2) A better transition would be to make the forwarding non-automatic for a period of time. Keeping a non-auto-forwarding, read-only (no new entries) link-forwarding service in place for a long time shouldn't be a burden for a company like Google.

As a courtesy, it would be nice to include an explaination/warning that the "short link" was set up in or before 2018 and that the destination link may or may not be what it was back then.

Comment Luckey's answer (Score 1) 229

Luckey is shooting for "turtles all the way down," or, as I put it, "doing it with nothing that is imported at any stage of manufacturing" to the extent humanly possible. Or, in the words of the Federal Trade Commission quoted in the article:

"For a product to be called Made in USA, or claimed to be of domestic origin without qualifications or limits on the claim, the product must be 'all or virtually all' made in the U.S. [which] means that the final assembly or processing of the product occurs in the United States, all significant processing that goes into the product occurs in the United States, and all or virtually all ingredients or components of the product are made and sourced in the United States. That is, the product should contain no - or negligible - foreign content."

Comment What does "made in America" really mean? (Score 2) 229

Does it mean "in name only," where everything except the final screw in the case is done overseas, then someone in America does the "final final assembly" by screwing in the final screw?

Does it mean what we normally thing of as "final assembly," where the circuit boards and non-electronic parts are made overseas, shipped to America, then put together in America?

Does it mean "one more level down," with an American factory soldering the components onto the circuit boards then doing the "final assembly"?

Does it mean making the major chips and maybe custom-formed plastic or metal parts domestically but using imported "commodity/jellybean" electronics, screws, and other similar parts? What counts as a "major chip?" What counts as a "commodity/jellybean part?"
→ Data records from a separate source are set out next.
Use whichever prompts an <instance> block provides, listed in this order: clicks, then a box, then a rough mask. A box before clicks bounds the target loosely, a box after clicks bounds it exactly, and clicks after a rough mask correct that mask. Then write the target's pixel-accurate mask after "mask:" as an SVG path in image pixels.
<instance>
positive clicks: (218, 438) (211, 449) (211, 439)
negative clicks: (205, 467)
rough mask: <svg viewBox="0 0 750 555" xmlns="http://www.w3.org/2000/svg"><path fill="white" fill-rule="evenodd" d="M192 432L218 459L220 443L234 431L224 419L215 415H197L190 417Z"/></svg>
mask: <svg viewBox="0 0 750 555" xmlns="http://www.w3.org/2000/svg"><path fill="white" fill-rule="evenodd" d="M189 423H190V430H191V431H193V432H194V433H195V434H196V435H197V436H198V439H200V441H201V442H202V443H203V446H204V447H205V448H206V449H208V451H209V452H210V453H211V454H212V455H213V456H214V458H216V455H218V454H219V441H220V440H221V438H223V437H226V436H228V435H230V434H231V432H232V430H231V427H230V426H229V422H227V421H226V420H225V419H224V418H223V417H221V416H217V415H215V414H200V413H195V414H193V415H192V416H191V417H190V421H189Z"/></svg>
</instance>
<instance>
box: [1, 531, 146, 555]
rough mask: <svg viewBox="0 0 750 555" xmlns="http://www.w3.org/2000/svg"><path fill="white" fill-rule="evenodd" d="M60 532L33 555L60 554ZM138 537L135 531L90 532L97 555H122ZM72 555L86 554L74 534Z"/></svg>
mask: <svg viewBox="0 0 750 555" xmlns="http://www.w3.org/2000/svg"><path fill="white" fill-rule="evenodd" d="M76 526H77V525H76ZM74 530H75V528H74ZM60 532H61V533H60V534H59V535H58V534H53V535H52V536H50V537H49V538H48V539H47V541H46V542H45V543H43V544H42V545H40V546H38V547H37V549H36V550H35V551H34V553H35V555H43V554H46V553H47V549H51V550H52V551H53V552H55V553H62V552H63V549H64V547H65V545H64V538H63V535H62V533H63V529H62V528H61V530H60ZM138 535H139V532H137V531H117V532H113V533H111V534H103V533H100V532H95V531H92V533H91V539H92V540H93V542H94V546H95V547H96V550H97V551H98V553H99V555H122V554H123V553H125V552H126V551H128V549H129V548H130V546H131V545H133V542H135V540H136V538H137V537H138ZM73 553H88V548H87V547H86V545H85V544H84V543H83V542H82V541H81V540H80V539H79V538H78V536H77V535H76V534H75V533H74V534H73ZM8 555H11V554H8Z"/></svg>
Does it mean manufacturing every manufactured part domestically down to the most commodity screw, but using raw materials that may have come from overseas?
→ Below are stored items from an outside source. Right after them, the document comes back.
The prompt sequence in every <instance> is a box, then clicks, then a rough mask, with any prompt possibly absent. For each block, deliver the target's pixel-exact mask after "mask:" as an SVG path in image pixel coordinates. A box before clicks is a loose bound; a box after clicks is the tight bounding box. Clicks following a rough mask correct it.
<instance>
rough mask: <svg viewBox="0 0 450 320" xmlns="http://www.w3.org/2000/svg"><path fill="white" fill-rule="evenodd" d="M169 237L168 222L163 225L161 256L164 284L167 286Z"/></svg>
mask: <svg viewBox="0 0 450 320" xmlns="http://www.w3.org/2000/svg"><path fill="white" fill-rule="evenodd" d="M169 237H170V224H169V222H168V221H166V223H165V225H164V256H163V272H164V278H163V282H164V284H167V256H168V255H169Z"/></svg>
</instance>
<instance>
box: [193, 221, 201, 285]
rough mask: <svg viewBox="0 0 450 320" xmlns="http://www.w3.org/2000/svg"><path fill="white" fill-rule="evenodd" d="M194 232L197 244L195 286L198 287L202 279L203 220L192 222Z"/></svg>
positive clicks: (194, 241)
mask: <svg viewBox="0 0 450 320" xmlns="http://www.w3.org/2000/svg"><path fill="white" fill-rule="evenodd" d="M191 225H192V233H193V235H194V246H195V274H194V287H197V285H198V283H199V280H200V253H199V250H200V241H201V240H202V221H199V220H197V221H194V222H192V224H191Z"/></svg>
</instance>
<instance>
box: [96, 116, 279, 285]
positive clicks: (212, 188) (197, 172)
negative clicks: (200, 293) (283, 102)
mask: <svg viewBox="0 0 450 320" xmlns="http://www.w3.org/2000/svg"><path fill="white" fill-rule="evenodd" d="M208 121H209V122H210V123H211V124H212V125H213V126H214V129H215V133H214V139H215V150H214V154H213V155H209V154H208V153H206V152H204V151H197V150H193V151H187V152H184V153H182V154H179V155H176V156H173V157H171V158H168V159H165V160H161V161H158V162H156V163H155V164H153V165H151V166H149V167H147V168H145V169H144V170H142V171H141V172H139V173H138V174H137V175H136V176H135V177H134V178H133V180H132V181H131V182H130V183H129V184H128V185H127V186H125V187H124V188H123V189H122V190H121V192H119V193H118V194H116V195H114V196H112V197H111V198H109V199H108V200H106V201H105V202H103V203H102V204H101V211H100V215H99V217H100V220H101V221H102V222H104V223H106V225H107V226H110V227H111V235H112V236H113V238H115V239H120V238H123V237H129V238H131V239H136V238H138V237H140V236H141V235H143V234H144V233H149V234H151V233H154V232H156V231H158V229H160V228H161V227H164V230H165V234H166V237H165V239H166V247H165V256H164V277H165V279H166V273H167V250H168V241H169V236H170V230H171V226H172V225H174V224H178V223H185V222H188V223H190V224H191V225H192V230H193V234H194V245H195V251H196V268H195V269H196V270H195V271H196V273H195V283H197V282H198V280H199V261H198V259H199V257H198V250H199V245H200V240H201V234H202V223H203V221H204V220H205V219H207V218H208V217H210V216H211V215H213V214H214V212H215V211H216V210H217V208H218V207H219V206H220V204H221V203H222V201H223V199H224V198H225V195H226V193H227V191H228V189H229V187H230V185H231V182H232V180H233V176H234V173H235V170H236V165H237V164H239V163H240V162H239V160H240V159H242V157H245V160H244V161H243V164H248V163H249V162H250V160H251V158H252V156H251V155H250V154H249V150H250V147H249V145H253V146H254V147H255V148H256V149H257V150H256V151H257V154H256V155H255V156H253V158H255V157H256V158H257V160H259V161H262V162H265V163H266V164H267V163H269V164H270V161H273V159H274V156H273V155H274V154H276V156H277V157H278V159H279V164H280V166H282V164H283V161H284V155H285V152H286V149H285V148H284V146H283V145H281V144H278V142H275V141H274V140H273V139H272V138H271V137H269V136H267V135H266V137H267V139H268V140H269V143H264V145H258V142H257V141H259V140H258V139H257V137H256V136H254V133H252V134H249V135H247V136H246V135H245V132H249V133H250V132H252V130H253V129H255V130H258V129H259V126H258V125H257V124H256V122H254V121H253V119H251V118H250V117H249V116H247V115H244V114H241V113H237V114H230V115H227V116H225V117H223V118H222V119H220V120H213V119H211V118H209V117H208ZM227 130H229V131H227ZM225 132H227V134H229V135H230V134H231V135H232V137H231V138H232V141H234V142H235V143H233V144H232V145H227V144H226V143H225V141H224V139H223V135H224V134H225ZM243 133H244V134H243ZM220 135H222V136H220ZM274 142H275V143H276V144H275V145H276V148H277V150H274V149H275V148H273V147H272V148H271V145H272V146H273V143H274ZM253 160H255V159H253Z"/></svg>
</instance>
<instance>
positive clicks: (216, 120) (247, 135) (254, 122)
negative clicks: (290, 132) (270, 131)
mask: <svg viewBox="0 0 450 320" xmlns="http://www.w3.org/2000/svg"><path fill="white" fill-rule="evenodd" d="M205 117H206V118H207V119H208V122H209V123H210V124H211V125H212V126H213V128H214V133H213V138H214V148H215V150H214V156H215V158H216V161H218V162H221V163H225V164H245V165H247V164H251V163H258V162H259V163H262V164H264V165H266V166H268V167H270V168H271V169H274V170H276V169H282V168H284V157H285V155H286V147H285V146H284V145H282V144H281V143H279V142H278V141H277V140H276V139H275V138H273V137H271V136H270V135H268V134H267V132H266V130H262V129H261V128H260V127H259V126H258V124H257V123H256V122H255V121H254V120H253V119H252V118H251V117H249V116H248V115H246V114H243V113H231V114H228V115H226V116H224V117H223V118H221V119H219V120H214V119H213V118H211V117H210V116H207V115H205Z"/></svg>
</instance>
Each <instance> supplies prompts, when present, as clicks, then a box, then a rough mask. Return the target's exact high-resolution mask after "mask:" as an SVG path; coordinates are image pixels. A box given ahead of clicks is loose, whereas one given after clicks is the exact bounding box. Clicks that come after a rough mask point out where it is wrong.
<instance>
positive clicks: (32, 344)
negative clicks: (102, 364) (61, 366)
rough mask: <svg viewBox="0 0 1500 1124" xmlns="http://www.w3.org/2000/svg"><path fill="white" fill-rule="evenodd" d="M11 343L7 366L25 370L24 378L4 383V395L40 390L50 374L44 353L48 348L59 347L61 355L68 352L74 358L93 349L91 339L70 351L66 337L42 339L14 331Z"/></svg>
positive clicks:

Does it mean using only domestic plastic, glass, and steel, but not caring if the manufacturers of the plastic, glass, and steel use imported feed-stocks (e.g. oil, sand, iron/iron ore, other industrical feed-stocks).
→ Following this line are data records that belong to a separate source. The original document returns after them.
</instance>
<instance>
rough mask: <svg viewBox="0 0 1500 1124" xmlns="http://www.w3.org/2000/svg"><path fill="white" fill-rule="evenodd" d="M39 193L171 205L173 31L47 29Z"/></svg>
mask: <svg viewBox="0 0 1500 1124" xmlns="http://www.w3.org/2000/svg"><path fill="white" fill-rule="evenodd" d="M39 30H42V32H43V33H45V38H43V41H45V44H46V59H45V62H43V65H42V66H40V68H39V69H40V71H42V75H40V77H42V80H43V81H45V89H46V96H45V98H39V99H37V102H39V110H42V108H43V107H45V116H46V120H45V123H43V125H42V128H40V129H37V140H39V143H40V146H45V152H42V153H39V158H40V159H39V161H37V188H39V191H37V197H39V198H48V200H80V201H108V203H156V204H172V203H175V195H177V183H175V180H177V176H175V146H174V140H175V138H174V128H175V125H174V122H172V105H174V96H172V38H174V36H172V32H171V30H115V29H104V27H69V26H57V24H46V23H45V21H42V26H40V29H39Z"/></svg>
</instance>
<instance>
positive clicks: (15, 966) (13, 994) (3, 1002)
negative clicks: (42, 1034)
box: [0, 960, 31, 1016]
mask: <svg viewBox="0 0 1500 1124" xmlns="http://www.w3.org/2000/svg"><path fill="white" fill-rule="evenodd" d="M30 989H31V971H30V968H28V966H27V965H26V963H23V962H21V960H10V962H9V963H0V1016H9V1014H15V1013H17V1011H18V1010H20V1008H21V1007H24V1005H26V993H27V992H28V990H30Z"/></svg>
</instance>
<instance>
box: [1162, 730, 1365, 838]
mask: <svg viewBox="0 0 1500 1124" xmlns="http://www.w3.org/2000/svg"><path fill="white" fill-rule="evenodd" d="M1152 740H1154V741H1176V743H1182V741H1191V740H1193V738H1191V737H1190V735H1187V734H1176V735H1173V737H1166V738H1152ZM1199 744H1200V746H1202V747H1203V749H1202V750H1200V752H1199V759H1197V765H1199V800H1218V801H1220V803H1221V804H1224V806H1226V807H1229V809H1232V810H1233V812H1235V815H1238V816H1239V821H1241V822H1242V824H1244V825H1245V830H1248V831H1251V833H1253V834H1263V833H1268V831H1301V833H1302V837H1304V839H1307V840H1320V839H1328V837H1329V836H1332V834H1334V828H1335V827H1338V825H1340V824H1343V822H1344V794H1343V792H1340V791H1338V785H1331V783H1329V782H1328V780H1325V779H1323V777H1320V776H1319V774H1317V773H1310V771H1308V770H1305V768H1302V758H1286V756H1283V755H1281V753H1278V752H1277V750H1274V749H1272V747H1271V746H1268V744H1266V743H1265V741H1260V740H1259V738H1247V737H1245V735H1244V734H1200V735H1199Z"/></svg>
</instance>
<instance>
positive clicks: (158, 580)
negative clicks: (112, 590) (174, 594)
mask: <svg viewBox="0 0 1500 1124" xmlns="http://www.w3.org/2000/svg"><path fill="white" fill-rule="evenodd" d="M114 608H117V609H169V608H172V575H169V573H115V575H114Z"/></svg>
Does it mean doing it with nothing that is imported at any stage of manufacturing save the air, water, or energy that may have crossed a border before it entered the manufacturing process?

How you answer this question makes a difference in the cost of the final product and, likely, the premium the "Make American Manufacturing Great Again" crowd will say they will pay for the final product.

Comment Re:Hopefully (Score 2) 72

If you make it illegal to pay ransomware, what is the business model?

The business model becomes "wreck havoc on companies that are prohibited by law from paying up, to send a message to other countries to not pass such laws" followed by attacks on companies in those countries, accompanied by a "we've got a deal you can't refuse" ransom-payment offer.

Comment Trust and don't verify Re:peak hype (Score 1) 125

We are fully into "Trust, and don't even try to verify" territory at that point.

I've been trusting-and-not-verifying the output of my compilers for almost* my entire programming career.

Someday "AI" vibe-coding will get to that point. For some specific use cases, we may already be there.

* There were those times I suspected a compilier bug or was just curious how the complier implemented something, but both are very rare these days.

Comment But will it be real Coke? (Score 2) 1

Will it be "another product" or will it be "The Real Thing?"

The closest thing we have to "The Real Thing" these days is "Passover Coke" which is available only around Passover and only in certain stores. Look for the yellow cap and "cane sugar" in the ingredients list.

I'm not sure if "Passover Coke" is 100% identical to the pre-corn-syrup coke of the before-times, but it's close enough for me.

The biggest advantage of "Passover Coke" over "Mexican Coke" is the price: It costs the same as regular Coke in 2L plastic bottles. Mexican Coke comes in 0.5L glass bottles with a much-higher cost-per-half-liter.